A harvest vastly smaller than I expected – albeit with very few incidences of blossom stem end rot – meant that I had to go looking for additional fruit to feed my tomato habit. (Each fall I like to make roasted tomato sauce – more on that in a minute – and my paternal grandmother Doris’s southern Ontario sweet and spicy tomato chili sauce, dynamite with eggs and grilled pork. That recipe another time.)

Fortunately, my mom’s neighbour operates a bustling market selling homegrown vegetables, canned goods, and baking. She had bags of green tomatoes – beefsteaks, she thought. Now I have tomatoes ripening in my kitchen, bananas strategically placed on each tray to facilitate the process.
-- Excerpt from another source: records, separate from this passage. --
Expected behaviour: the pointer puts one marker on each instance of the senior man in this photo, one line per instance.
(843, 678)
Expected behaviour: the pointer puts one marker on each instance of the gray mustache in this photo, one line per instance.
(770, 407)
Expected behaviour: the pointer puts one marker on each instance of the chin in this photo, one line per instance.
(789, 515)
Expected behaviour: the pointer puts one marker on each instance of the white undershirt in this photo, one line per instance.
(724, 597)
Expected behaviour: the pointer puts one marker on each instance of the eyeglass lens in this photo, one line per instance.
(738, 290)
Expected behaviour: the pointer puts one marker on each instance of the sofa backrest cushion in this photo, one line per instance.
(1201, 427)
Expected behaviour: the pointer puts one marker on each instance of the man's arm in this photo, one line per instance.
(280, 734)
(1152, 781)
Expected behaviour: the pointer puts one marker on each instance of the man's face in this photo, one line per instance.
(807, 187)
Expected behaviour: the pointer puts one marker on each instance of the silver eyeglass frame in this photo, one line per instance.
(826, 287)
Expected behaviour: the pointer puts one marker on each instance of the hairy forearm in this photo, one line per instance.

In a week or two, I expect to make roasted tomato sauce for my freezer; I save the smaller tomatoes for use in our daily salads.

This sauce is money in the bank for a busy cook – it is ready RIGHT NOW, needing only thawing, as the best-ever pizza sauce, pasta sauce, soup base, and all-purpose ingredient in any dish requiring tomato sauce, from Bolognese to butter chicken.

Last fall, and again this summer, that tomato sauce featured prominently in al fresco pizza suppers enjoyed in the shade of the maple tree. Having the sauce in my freezer meant that my prep time was reduced, allowing me to enjoy a glass of wine with our friends. After more than a year of isolation, those pizzas symbolize the beauty and collegiality of the table, antidote in small part to the violence of how tomatoes came to European cooks. So first we eat. Then we pour another glass of wine and debate ways to grow the best tomatoes.

Roasted Tomato Sauce

This “oven-queen’s special” minimizes splatter and mess while producing a sauce bursting with fresh tomato flavour. One “quarter sheet” baking pan (about 13” x 18”) makes 6-8 cups of sauce. For Tomato and Lovage Soup, sauté minced lovage and add to the sauce, thinning with stock as needed. Vary endlessly.

3 lb. ripe tomatoes, halved or quartered depending on size

1-2 onions, minced

1 head garlic, peeled

olive oil to drizzle

salt and pepper to taste

Set the oven at 375 – 400 F. Line a baking sheet with parchment paper. Arrange the tomatoes in a single layer on the pan. Sprinkle the onion and garlic on top. Drizzle with olive oil to taste, then sprinkle generously with salt and pepper. Roast for about 45 minutes, or until the tomatoes are collapsed, charred nicely along the edges, and cooked thoroughly. Transfer in several batches to a food processor and blitz briefly, leaving the sauce a bit chunky. Freeze in whatever volume seems useful to you: in my 2-person house, I use 2-cup containers.